My nephew. 18. I don't have words. I want to be so damn pissed at him for doing it, as I would anyone else. But I know his circumstances and what a shitty hand he was dealt for parents. That's who I'm pissed at. But making a point and/or screaming at my sister at the top of my lungs isn't going to fix anything or make her suffer any more than she is as she found him. He'd hung himself in the basement. I'm gutted. My nerves are shot and my heart is broken beyond belief. The rest of my family is the same. There had been a huge rift between my sister and I over the past few years and he wasn't sure who was right or wrong and he didn't know who to side with. Didn't matter. He and I were always very close. Even if we went a while without speaking, we always picked up right where we left off. The rift between his mother and I did cause us to lose touch for a while, but I would get secret updates from my mom about him. Earlier this year, he actually reached out after he turned 18 and we started communicating again on a fairly regular basis. We even snuck in a couple lunches and talked about going fishing soon. I waited too long. I should've went sooner. I could've went sooner, and didn't. I'm filled with many regrets tonight. I'll patch things up with my sister, though too little, too late for the whole gang to ever be normal again. He had his faults, but he was a beautiful soul, and I miss him already. I've cried for him and my soul is bruised, but I'll cherish the good times. The hunting, the fishing and my favorite, introducing him to MotoGP in Indy and buying him a Ninja shirt which he wore for 3 days straight. His name was Spencer and he wasn't only my nephew, he was my friend.
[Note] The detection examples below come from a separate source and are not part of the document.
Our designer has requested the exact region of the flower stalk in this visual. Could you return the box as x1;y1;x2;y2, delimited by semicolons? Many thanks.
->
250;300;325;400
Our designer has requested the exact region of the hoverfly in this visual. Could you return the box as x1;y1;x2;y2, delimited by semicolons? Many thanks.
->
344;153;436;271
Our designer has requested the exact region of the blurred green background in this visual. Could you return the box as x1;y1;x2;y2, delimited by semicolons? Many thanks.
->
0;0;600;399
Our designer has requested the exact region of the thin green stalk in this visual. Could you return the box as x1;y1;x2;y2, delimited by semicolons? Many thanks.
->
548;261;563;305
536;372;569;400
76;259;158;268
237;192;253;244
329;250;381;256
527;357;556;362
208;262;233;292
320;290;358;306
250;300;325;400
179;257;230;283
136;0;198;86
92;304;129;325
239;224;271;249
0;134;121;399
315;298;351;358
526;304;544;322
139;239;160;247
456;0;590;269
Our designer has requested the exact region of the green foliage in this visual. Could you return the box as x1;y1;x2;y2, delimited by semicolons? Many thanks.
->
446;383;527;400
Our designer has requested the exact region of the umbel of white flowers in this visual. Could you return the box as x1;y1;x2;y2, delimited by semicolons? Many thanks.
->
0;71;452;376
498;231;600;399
I'm so sorry to hear of your loss. I hope you find some peace, and if it's healthy for you, reconciliation with your sister. RIP, Spencer.
Wow. Very sorry for your loss. Stay strong and don't beat yourself up. Prayers for your whole family.
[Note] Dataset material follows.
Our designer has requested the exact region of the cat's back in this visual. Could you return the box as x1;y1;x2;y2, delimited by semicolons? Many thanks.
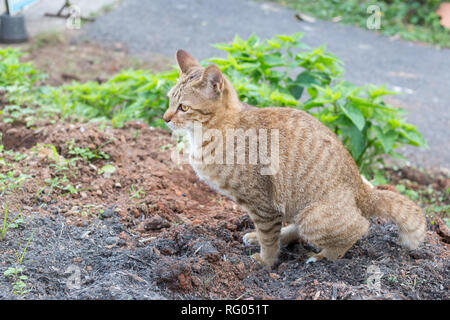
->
237;107;360;208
Sorry to hear that man! I feel for 'ya. Grieve, make things right with the sis, and move on best you can.... in time.
Jesus, I'm so sorry Eddie. I know its probably easy to say you should have done more, you should have been there sooner. Its not your fault, so don't be hard on yourself.
Sorry to hear that! Don't beat yourself up. try to remember the good times you had with him during those 18 years!
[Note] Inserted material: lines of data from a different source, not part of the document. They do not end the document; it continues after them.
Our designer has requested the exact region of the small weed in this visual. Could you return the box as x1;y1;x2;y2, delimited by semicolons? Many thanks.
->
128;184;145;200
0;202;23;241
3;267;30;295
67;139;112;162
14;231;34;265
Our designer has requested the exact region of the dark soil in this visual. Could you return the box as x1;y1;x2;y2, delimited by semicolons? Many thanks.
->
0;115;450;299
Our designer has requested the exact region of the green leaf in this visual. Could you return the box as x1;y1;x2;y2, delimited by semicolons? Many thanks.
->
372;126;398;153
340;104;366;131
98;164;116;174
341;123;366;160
Dam, I can't imagine how you feel. 18 is just way to young to leave this earth. We all make mistakes, we all can look back and see things we could have done differently, in the end, we are only humane and live accordingly. Prayers, and condolences to you and yours, may Spencer rest in peace.
Very sorry for your loss. Spencer was lucky to have you in his life. Can't imagine how rough you feel right now, just hope that in time you can find peace with everything that's happened.
Condolences and heartfelt prayers sent your way Eddie.. It's such a sad thing to go through...the grief and anger...all at once is something I can relate to.....
Man that tore me up just reading it. I cant imagine what you are going through. Try to focus on the good times and work through the differences with your family, if at all possible.